- Born: May 9, 1917 Freiburg, Baden, Germany
- Died: November 22, 2010 (aged 93)
- Education: Ludwig-Maximilians-Universität München
- Scientific career
- Fields: Organic Chemistry
- Workplaces: Harvard University
- Doctoral advisor: Heinrich Wieland

= Bernhard Witkop =

American-German organic chemist

Bernhard Witkop (May 9, 1917, in Freiburg, Baden - November 22, 2010, in Chevy Chase, Maryland) was a German-born American organic chemist who worked for the National Institutes of Health (NIH) for 37 years.

During those years, Witkop – along with his recruit, John Daly, and others – discovered the NIH shift, a term describing the movement of hydrogen, deuterium or tritium to adjacent carbons on aromatic rings during oxidation, a process key in developing many therapies. He also helped to develop selective methods for the non-enzymatic cleavage of proteins, which enabled the sequencing of amino acids in proteins as large as immunoglobulin, a method later used in the production of human insulin.

Witkop also helped pioneer the NIH Visiting Fellow Program. Among other foreign scientists, he began attracting visiting researchers to the program from Japan as early as 1955. He traveled frequently to Japan, where he gave talks in classical Japanese. In 1975, Witkop received the Order of the Sacred Treasure, bestowed by the Emperor of Japan.

“He brought in the first visiting fellow from Japan at a time when we were still in the shadow of World War II,” said Kenneth Jacobson, Chief of the NIDDK Laboratory of Bioorganic Chemistry. “He broke the ice.”

Other honors, among many, included election to the National Academy of Sciences (1969) and the American Philosophical Society (1999) as well as the Paul Karrer Gold Medal from the University of Zurich (1971).

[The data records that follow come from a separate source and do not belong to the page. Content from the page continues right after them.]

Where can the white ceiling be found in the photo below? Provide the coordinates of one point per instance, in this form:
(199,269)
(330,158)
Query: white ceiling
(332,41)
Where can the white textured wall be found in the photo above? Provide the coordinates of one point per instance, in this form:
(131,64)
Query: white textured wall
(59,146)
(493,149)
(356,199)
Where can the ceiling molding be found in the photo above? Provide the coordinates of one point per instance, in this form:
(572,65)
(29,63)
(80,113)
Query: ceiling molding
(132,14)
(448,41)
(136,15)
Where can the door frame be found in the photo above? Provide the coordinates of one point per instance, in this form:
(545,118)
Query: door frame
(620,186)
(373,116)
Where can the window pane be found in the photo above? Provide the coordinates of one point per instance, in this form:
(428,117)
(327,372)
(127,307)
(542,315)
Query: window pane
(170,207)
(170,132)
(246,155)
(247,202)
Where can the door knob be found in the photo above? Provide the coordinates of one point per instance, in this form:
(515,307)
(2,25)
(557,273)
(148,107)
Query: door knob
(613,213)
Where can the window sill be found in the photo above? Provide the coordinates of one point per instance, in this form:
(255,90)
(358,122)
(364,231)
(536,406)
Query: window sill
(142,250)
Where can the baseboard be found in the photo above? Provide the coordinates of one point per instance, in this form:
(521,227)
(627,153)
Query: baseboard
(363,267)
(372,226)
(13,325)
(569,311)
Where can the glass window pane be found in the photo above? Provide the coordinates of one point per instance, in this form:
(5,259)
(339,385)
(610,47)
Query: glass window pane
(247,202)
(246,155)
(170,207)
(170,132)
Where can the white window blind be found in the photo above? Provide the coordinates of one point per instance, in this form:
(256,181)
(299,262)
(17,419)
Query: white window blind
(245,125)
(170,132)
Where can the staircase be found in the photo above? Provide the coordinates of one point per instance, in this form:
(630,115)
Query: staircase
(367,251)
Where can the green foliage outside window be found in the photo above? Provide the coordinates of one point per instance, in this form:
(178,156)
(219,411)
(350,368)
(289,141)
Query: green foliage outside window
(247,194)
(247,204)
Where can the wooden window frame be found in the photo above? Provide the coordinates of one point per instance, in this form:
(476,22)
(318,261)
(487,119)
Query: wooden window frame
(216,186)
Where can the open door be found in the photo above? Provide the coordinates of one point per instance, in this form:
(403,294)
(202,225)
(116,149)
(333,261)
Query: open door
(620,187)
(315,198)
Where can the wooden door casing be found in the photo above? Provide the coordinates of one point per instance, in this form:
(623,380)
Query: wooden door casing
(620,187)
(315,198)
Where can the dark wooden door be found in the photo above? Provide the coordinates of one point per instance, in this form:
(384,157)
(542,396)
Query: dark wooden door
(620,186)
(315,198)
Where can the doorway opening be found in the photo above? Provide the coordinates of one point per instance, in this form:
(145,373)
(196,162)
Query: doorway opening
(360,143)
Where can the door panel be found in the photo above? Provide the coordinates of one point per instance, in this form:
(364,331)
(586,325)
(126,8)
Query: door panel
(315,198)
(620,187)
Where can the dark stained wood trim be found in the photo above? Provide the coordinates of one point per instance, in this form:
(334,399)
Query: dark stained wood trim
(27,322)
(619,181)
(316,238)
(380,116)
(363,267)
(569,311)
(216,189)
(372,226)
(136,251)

Even long after most lights at NIH darkened, Witkop might still be found working in his lab. Thomas Witkop remembers going to visit his father at his West Virginia cabin one evening, and finding all signs that his father was present, except his father. “At approximately 4 a.m., he came rolling back up to the cabin. Apparently, he was at the cabin, had some big idea and drove to the lab at NIH in the middle of the night, did whatever he needed to do, and then came back.”
Witkop served as head of the NIDDK Laboratory of Chemistry for 30 years. He was appointed an NIH Institute Scholar in 1987 and a Scholar Emeritus in 1993.

Witkop’s early career coincided with World War II. A German native and Jewish on his mother’s side, he gave much of the credit for his shelter from the Nazis to his mentor at the Ludwig-Maximilians-Universität München, the Nobel Prize-winner Heinrich Wieland.

After a few years at Harvard University, Witkop came to NIH as a fellow in the United States Public Health Service in 1950. Thomas Witkop said his father’s NIH service was a high point of his life.